Third, perhaps most notably, the SAMR Abuse of Dominance Regulation goes at great length to describe the circumstances of “valid reasons” justifying potentially abusive conduct – both in the individual provisions for each type of abuse and in a separate, additional stand-alone provision.
Fourth, similar to the SAMR Agreements Regulation, the SAMR Abuse of Dominance Regulation puts forward criteria for operating the AML’s “catch-all clause” for finding new types of abuse of dominance, explicitly requiring that SAMR prove the anti-competitive effects of the conduct.
With 25 provisions, the SAMR Administrative Monopoly Regulation is the shortest of the three regulations.
On the procedural side, the SAMR Administrative Monopoly Regulation naturally differs from the other two regulations, as the AML does not empower SAMR to impose sanctions on the infringing administrative organ but only to issue recommendations to the organ’s hierarchically superior body on how to rectify the anti-competitive conduct. However, bearing in mind this significant procedural difference, it seems the SAMR Administrative Monopoly Regulation attempts to find as much common ground as possible with the SAMR Agreements Regulation and the SAMR Abuse of Dominance Regulation, on aspects such as jurisdiction, case delegation, complaints and other procedural steps.
The substantive provisions of the SAMR Administrative Monopoly Regulation largely follow the structure of the AML, providing some more detail on what specific government actions can be deemed to be anti-competitive.
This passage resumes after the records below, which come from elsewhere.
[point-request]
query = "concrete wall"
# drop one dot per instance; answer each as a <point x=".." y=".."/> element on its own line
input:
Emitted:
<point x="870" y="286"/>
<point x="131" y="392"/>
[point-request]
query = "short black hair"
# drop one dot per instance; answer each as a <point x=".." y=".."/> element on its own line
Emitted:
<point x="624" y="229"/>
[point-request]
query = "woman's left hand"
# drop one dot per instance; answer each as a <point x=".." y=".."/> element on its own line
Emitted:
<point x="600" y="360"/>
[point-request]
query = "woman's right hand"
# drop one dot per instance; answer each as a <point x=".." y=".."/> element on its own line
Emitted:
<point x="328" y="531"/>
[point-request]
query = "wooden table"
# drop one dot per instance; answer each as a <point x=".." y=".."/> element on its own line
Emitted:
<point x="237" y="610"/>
The main focus of the provisions is to regulate two types of anti-competitive government conduct – exclusivity for certain producers/service providers to the detriment of others, and restrictions to the free movement of goods, services and investment within China.
Perhaps the most interesting feature of the SAMR Administrative Monopoly Regulation is not what it says, but what it does not say: there is no direct reference to the “Fair Competition Review System,” a policy originally established outside the AML framework which aims to screen government rules, policies and actions for their compatibility with market competition.
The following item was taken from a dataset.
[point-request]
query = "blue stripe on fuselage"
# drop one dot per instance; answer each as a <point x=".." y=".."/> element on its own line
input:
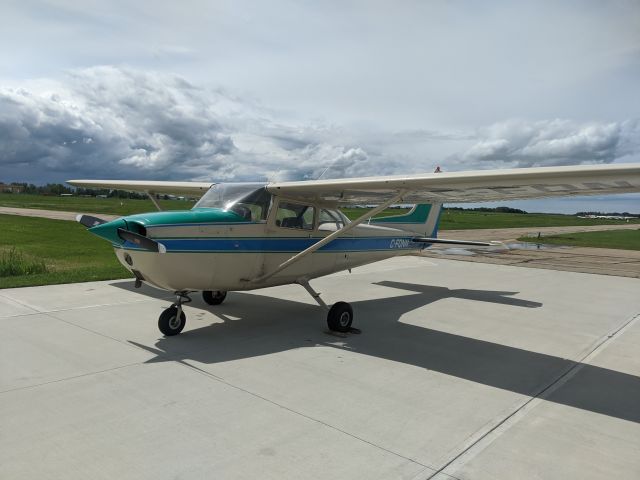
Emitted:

The procedural aspects in the three regulations are similar. To a large extent, the procedural provisions are not ground-breaking. Admittedly, the rules on jurisdiction by SAMR’s provincial offices and case delegation between offices are key to future AML enforcement, as the antitrust human resources at central SAMR in Beijing are very limited. However, those rules are not new, but were decided late 2018 when SAMR issued its Notice on Anti-Monopoly Enforcement Delegation.
In contrast, a new feature in the three regulations is the push for additional publicity and transparency in SAMR’s decision-making process. In particular, the regulations mandate publication of all final decisions – seemingly including settlement decisions and decisions recommending rectification of administrative monopoly conduct, politically quite a sensitive topic in China.
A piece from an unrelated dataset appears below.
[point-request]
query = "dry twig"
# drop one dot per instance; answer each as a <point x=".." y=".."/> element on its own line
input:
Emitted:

There is also an attempt at consistency in terms of substantive rules. For example, both the SAMR Agreements Regulation and the SAMR Abuse of Dominance Regulation call for an effects-based analysis for new types of anti-competitive agreements and abuse of dominance under the AML’s “catch-all clauses.”
However, the attempt to streamline the set of regulations is not present throughout. For example, there is a noticeable difference among the three regulations on how to “justify” potentially anti-competitive conduct: while there is a lot of detail in the SAMR Abuse of Dominance Regulation, the SAMR Agreements Regulation contains very little, and the SAMR Administrative Monopoly Regulation virtually no, guidance (despite the fact that the implementing rules for the “Fair Competition Review System” provide for justification possibilities, by way of exception, for anti-competitive government actions).
Overall, although a different format for the implementing rules – such as guidelines with case studies or hypothetical examples – might have provided more clarity for market players, the three SAMR regulations provide some welcome guidance as to how the authority will interpret and enforce the AML going forward.